Allow us to catch you up.
Windows Phone’s Marketplace
Marketplace no more, my friends. As TNW suspected, the Windows Phone Marketplace is now the Windows Phone Store. After the Windows Store found its name, it felt like a simple matter of time. Shall we place bets on how long the Azure and Xbox Marketplaces manage to keep their names?
Along with improved search and app lists, Microsoft is rolling out a fresh online version of the Store to help people browse on any machine. To wit:
[T]he first thing you’ll discover is the official site has a cleaner design and a couple new menu options. Clicking on News, for example, provides a handy summary of what notable journalists, reviewers, and bloggers are writing about Windows Phone or the latest handsets and apps.
Skype’s New Audio Codec
Don’t forget that Skype news is now Microsoft news. Today, Skype posted that its ‘Opus’ audio codec, submitted to the Internet Engineering Task Force (IEFT), has now been knighted as an acceptable standard.

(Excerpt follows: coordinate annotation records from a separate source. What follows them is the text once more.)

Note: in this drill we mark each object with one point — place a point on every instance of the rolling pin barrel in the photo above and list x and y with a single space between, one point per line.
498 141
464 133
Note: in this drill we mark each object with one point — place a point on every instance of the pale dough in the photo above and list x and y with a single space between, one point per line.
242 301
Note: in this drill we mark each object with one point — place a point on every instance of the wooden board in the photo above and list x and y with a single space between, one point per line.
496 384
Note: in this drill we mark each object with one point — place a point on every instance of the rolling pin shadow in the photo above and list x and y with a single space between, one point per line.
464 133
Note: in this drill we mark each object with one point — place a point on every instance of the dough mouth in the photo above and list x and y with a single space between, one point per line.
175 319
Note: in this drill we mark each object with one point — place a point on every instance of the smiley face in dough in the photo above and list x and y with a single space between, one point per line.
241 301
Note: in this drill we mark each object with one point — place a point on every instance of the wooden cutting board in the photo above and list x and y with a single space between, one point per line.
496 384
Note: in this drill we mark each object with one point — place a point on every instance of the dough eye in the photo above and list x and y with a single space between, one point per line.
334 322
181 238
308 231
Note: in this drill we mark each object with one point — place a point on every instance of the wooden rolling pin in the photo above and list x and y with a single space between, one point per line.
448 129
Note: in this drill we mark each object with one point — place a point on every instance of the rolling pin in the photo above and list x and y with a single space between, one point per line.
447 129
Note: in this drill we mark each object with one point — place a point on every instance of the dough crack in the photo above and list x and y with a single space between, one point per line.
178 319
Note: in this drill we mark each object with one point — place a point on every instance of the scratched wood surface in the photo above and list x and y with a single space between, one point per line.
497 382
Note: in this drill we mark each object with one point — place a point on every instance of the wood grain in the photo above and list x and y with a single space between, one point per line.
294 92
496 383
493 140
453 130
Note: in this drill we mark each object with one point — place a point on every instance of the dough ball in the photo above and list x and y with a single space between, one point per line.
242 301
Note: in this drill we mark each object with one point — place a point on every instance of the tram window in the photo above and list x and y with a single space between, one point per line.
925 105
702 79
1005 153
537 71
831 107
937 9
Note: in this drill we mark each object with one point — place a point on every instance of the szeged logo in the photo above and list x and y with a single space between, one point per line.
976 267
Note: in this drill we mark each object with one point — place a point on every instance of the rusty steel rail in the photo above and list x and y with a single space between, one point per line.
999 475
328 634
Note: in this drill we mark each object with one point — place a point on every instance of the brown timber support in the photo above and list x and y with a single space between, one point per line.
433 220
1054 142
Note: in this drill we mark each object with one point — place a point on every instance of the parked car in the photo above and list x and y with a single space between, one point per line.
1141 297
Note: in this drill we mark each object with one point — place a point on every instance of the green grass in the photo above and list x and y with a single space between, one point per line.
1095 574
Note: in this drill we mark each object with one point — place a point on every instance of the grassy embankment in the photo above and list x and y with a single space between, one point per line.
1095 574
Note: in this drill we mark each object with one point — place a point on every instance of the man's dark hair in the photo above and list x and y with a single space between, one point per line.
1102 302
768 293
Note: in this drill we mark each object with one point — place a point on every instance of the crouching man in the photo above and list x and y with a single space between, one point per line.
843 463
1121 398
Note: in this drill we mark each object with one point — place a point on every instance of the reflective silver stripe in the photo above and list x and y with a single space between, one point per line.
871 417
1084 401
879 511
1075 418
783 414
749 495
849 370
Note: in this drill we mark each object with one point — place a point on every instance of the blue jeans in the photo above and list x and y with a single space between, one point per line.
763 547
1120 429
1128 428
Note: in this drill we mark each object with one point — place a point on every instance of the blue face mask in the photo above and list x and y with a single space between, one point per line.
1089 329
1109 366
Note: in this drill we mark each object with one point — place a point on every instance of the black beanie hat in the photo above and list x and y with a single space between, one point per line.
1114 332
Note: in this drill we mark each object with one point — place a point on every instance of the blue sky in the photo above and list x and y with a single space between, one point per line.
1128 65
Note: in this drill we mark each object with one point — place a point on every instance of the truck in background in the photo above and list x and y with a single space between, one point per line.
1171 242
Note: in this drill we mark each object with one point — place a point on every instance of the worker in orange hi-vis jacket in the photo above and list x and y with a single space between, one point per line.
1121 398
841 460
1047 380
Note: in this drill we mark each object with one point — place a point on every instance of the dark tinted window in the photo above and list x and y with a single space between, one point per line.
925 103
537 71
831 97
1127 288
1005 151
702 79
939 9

Skype could not be more proud: “In the past, you needed a myriad of different codecs to handle all audio tasks, all with different licensing or pricing agreements. Now you just need one: Opus.” The VoIP app claims that users will enjoy the new sound quality that Opus will bring. This update is some time coming, as the standard was submitted in 2010.
Frankly, Skype audio could use the boost, making this announcement welcome.
Visual Studio Express 2012 for Windows Desktop is up for download. The free software, as its name suggests, is designed to let people build Windows 8 apps. Via ZDNet, Microsoft announced a number of other Visual Studio’s informational nuggets at its event today:
- There have been more than 600,000 downloads of Visual Studio 2012 SKUs since the RTM bits were made available in mid-August;
- New Productivity Power Tools for Visual Studio 2012: Additional tools and command line utilities that will be available for download in October 2012.
That 600,000 number is key, as it is an indication that developer interest is high for Windows 8 tools. Windows 8′s success will lean on two factors: the strength of hardware that will deliver it to market, and the apps that will constitute its user experience.
Microsoft recently opened the Windows Store to more than 80 new countries (for submissions), and dropped developer restrictions; the store is now open. In the coming weeks, we’ll have a better handle on just how many of those hundreds of thousands of downloads are turning into real apps for the forthcoming operating system.